我是尚书府家的小女儿,从小父母疼宠,兄嫂娇惯。
除了我的夫君裴行舟,不管我如何撒娇卖痴,他始终不假辞色。
我只以为是他天生性子冷清。
那日路遇山匪,裴行舟和哥哥不约而同地奔向了嫂嫂,我才知晓裴行舟的不假辞色不过是因为我不是他心尖上的人。
我被伤了身子,再不能生育。
我忽然意识到我原是个报复心极重的人,杀人,原来是这般简单的一件事。
1
三月的风还带着凉意,穿过抄手游廊,直往衣领里钻。
我本不该在这个时辰出来的,自那日从普陀寺回来,我便一直躺在房中养伤,小腹上的伤口深可见骨,大夫说能捡回一条命已是侥幸,让我多卧床休息,我浑浑噩噩躺了半月,今日才觉得身上略好了些,想出来走走。
春日里的裴府本该是极好看的。
我嫁过来时正是去年此时,海棠开得漫天漫地,裴行舟牵着我的手从花树下走过,粉白的花瓣落了满肩。那时我以为这便是世间最好的光景了。
我沿着廊下慢慢走,步子很轻,生怕牵动腹上的伤。
转过假山时,忽然听见有人说话,声音很轻。
“那日你实在不该……”
是嫂嫂谢云舒的声音,这半月来她来过裴府三次,每一次都守在榻前,握着我的手说些宽慰的话。

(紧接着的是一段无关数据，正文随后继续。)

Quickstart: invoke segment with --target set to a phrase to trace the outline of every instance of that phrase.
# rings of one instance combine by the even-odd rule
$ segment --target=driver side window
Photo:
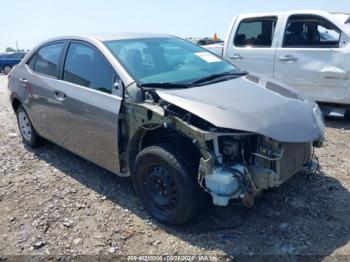
[[[100,52],[83,43],[70,43],[64,63],[63,80],[111,94],[114,79],[112,66]]]

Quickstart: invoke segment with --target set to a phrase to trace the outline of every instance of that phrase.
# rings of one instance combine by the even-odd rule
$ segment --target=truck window
[[[283,47],[339,47],[340,30],[326,19],[314,15],[293,15],[287,22]]]
[[[256,17],[241,21],[234,45],[238,47],[271,47],[277,17]]]

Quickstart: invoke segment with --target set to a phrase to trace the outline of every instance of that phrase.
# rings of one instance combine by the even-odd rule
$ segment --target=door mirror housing
[[[124,93],[124,85],[121,79],[117,79],[113,83],[113,88],[112,88],[112,95],[120,96],[123,97]]]
[[[122,87],[122,84],[121,84],[121,82],[120,81],[117,81],[117,82],[114,82],[114,84],[113,84],[113,88],[114,89],[119,89],[119,88],[121,88]]]

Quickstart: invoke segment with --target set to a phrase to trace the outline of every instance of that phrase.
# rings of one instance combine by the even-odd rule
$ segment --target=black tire
[[[23,123],[21,125],[20,117],[23,116],[23,114],[24,114],[25,118],[28,121],[27,128],[28,128],[28,130],[30,130],[30,132],[25,132],[23,130],[23,126],[24,126]],[[19,128],[19,131],[21,133],[23,142],[25,144],[30,145],[31,147],[36,147],[36,146],[41,145],[44,140],[35,131],[35,129],[34,129],[33,125],[32,125],[32,122],[30,121],[30,118],[28,117],[28,114],[27,114],[26,110],[23,108],[23,106],[19,105],[17,107],[16,116],[17,116],[18,128]],[[30,134],[30,136],[28,136],[28,134]]]
[[[350,120],[350,107],[346,108],[344,119],[347,121]]]
[[[197,215],[201,192],[196,177],[189,160],[168,144],[143,149],[132,176],[145,209],[169,225],[189,223]]]
[[[3,71],[4,74],[7,75],[8,73],[10,73],[12,67],[11,66],[4,66]]]

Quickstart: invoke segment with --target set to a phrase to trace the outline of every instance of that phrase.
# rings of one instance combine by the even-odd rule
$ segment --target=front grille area
[[[300,171],[312,157],[311,143],[282,143],[282,148],[282,158],[276,161],[275,167],[275,171],[280,177],[280,183]]]

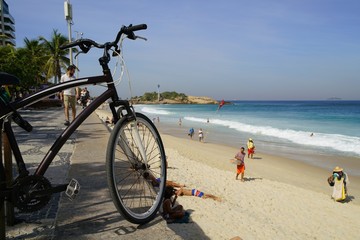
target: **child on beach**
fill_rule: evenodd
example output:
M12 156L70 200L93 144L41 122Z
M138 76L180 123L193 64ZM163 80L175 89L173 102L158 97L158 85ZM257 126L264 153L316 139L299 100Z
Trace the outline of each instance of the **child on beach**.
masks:
M185 211L182 205L175 206L176 202L176 190L172 186L166 186L164 201L162 205L162 215L166 221L181 219L185 215ZM173 197L174 196L174 197Z
M240 152L238 152L236 155L235 155L235 159L232 159L231 162L233 163L236 163L237 166L236 166L236 180L238 180L238 176L241 174L240 176L240 181L244 182L244 173L245 173L245 148L244 147L241 147L240 148Z

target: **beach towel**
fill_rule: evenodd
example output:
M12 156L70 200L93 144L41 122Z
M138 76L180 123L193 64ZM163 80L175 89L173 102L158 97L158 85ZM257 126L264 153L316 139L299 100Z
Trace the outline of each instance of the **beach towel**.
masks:
M166 219L166 223L191 223L190 212L186 212L181 219Z

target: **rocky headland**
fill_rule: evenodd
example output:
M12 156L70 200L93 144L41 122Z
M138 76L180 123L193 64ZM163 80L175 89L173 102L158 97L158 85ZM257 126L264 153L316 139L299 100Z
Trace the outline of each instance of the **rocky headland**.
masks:
M140 98L132 99L134 104L219 104L219 102L210 97L199 97L199 96L186 96L182 98L166 99L162 98L160 101L148 100L144 101Z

“我知道。”另一个声音响起来,低沉,带着些许疲惫,是裴行舟,“那日情况混乱,我来不及思量许多。”
鬼使神差地,我往后退了半步,闪进假山与廊柱之间的阴影里。
隔着一丛半枯的迎春,我看见他们站在海棠树下。
谢云舒今日穿了件藕荷色的春衫,衬得一张脸愈发白净,她眼圈有些红,正仰头望着裴行舟,那眼神里的东西让我心头一颤。
半月前的事像潮水一样涌上来。
谢云舒说要去城外的普陀寺祈福求子,叫上了我和裴行舟。
谁知出城不过十里,便遇上了一伙亡命之徒,那伙人举着明晃晃的刀冲过来,沙尘漫天,马蹄马蹄声和喊杀声混在一处。
我不会武功,嫂嫂也不会,我们只能缩在马车边上,看着哥哥和裴行舟与那些人缠斗,刀光映在我们惨白的脸上。
然后不知是谁喊了一声,几个匪徒调转方向朝我们扑来。
我看见裴行舟回头,目光越过混乱的人群,越过我,落在了谢云舒身上,他几乎没有犹豫,纵身便往这边掠来,同一时刻,哥哥也从另一边冲了过来。
他们两个人,同时落在了嫂嫂身前,两柄剑交叉着护住了她。
而我站在三步之外,眼睁睁看着一柄刀劈过来,腹上一凉,然后是天旋地转的疼。
那疼一直绵延到今日,蜈蚣似的疤横亘在小腹上,大夫说我此生都再不能做母亲了。